Le ministre britannique de la Défense, Geoff Hoon, a présenté jeudi 11 décembre 2003 un ambitieux projet de restructuration des armées de Sa Majesté. Le Livre blanc qu’il a publié, intitulé Assurer la sécurité dans un monde changeant, redéfinit les missions et opte pour une réduction massive des personnels et une sophistication des armements.

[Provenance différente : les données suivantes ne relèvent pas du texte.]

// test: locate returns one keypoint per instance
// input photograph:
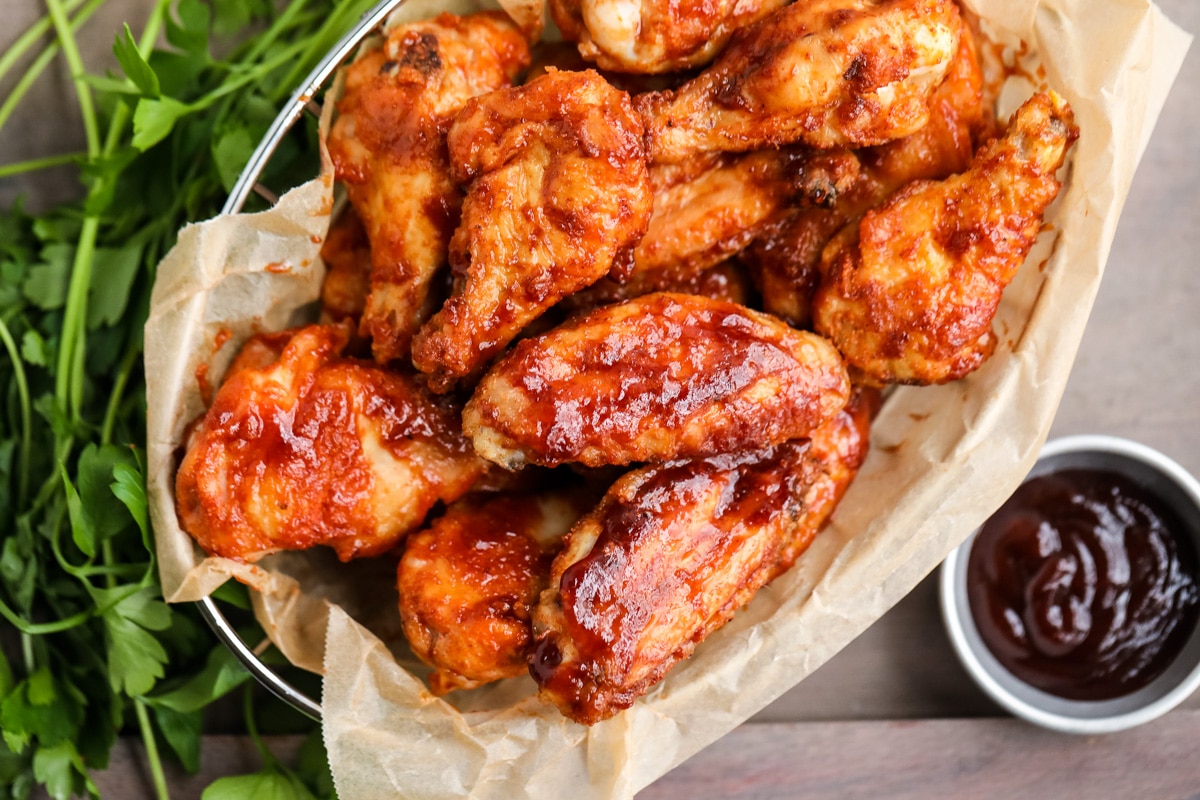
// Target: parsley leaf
(268, 785)
(136, 68)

En premier lieu, Geoff Hoon constate l’absence d’adversaire comparable à ce que fut l’Union soviétique pendant la Guerre froide. De ce point de vue, l’armée britannique est suréquipée de matériels lourds qui ne seront jamais utilisés, tels les inutiles chars Challenger 2 qui ne trouveront jamais d’homologues à combattre.
Deuxièmement, les forces du Royaume-Uni sont actuellement déployées sur cinq théâtres d’opération qui illustrent le type des missions actuelles : l’Irlande du Nord, les Balkans, la Sierra Leone, l’Afghanistan et l’Irak. Elles se sont donc spécialisées dans le « maintien de la paix » et la « lutte contre le terrorisme ». Et ici, ces expressions politiquement correctes ont un sens précis : stabiliser des régions face à des formes d’insurrection. En outre, ces Forces sont intervenues dans des opérations intérieures comme la gestion de la crise de la vache folle ou la suppléance des pompiers en grève.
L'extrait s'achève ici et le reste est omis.